A 100% crop taken from the Egret photo shown above.
Now let’s say you cropped the image by, for example, chopping a big chunk off the side of it. The picture doesn’t fill up all the screen any more. But because you cropped it, it’s now become a 100% crop.
You could say that a 100% crop is a fragment of a full-sized image.
People show 100% crops because they want to show how good the image quality of a picture is when it’s at full size, but the whole image file is too big to put online or to send in an email. So instead of showing you the whole file they just show a fragment of it.
And another reason why people do it because they can! It’s so easy to do.

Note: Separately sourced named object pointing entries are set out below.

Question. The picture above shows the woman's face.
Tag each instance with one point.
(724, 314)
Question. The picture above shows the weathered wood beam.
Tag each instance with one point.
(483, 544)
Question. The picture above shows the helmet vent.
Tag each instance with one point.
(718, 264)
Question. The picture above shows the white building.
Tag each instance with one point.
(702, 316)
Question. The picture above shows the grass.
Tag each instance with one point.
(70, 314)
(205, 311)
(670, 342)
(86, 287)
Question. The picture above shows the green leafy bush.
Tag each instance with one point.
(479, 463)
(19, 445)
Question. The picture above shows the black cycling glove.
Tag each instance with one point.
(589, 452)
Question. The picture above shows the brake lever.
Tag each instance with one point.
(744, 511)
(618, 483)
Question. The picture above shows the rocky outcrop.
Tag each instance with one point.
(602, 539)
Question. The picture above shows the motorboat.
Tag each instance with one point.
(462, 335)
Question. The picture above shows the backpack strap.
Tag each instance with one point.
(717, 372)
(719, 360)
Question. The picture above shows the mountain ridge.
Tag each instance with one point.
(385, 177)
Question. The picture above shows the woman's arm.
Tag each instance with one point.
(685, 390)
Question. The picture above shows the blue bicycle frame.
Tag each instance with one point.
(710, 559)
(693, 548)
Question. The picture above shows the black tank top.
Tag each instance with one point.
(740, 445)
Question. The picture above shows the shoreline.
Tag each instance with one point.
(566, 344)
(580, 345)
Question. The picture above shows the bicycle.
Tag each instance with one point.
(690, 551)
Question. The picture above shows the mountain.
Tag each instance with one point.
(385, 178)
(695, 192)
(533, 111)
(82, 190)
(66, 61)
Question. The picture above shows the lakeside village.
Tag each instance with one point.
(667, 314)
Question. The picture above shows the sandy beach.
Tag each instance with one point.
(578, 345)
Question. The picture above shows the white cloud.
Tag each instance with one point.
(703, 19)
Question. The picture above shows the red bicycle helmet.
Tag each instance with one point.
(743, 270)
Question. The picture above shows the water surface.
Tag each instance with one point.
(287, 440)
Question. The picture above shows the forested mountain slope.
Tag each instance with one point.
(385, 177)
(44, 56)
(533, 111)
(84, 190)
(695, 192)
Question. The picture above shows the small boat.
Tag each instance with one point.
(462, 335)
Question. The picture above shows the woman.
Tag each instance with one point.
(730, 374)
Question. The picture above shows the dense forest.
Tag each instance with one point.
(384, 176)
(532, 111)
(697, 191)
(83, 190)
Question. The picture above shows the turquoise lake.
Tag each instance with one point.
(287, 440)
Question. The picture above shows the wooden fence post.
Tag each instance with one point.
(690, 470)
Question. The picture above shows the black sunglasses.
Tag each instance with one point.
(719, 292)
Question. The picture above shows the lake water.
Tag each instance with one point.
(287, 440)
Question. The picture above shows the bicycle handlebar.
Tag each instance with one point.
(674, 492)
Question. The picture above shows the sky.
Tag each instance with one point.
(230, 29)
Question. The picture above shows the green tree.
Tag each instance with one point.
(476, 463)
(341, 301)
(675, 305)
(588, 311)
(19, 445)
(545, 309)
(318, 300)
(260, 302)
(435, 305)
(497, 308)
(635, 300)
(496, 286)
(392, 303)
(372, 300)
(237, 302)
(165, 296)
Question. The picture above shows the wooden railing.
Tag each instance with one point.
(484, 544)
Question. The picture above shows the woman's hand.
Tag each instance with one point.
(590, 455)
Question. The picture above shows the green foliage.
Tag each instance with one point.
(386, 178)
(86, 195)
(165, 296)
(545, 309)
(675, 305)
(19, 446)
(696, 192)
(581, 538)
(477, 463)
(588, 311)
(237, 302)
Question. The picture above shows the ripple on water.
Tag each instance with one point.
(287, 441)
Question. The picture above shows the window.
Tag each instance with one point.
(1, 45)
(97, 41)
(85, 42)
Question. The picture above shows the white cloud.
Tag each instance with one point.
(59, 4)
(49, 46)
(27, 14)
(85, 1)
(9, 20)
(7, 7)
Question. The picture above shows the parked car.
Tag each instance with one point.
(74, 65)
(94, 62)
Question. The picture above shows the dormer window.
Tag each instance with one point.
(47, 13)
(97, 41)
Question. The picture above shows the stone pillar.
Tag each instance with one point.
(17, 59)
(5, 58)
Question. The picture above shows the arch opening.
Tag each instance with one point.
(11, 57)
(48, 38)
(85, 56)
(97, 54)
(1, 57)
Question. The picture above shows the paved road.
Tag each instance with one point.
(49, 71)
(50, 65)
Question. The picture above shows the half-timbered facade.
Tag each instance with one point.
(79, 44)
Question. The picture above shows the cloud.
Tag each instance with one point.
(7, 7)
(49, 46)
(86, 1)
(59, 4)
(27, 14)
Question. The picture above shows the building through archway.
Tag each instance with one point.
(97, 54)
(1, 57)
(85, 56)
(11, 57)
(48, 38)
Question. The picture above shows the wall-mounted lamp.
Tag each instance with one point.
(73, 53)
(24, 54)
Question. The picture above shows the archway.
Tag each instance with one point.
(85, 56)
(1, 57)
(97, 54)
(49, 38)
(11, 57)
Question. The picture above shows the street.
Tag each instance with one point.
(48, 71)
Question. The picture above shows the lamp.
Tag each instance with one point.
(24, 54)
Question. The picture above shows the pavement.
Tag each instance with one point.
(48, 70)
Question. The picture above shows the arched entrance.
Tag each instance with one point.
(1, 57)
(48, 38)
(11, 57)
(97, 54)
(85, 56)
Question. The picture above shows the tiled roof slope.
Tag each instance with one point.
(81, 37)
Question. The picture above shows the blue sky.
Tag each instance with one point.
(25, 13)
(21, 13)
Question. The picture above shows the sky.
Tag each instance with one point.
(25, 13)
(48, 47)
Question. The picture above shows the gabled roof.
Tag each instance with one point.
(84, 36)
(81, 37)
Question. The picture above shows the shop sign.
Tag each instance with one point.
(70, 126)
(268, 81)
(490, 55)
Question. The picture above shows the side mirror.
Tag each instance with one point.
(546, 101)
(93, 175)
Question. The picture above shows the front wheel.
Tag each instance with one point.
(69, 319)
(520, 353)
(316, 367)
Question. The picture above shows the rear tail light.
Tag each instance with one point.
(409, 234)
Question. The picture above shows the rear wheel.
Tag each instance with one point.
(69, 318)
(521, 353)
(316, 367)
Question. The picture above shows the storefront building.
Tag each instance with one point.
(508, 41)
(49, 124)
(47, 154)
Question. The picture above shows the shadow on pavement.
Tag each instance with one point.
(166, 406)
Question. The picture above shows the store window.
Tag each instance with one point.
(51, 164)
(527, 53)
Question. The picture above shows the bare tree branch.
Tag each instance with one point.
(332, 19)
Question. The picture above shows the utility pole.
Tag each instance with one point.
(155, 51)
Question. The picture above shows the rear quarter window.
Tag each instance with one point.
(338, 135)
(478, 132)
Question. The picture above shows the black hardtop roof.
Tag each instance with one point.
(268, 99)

A full image (reduced in size heaps) and a 100% crop above right.
The same full image a 50% crop. A 50% crop is simply a fragment of the image showing how it looks after its image size has been reduced to 50%.
Some people look at their images at 100% on screen and worry when they find tiny imperfections. But that’s a tough and often misleading way to judge an image. It’s like worrying that a lawn is no good because when you examine it under a magnifying glass you find some blades of grass that look funny. The truth is, every image is going to have imperfections if you look at it closely enough, and there are much more important things to think about in photography. For example, noise is something that can be a problem in photography if it gets out of hand, but a small amount of noise is normal.
While pixel peeping has its place, as long as the image looks great when you print it, or when you zoom out and view the entire frame on your screen, then who cares about the details that are only ever visible at 100%? Things like composition and colour and subject matter are more important. Getting those things right is what really gets your stuff noticed.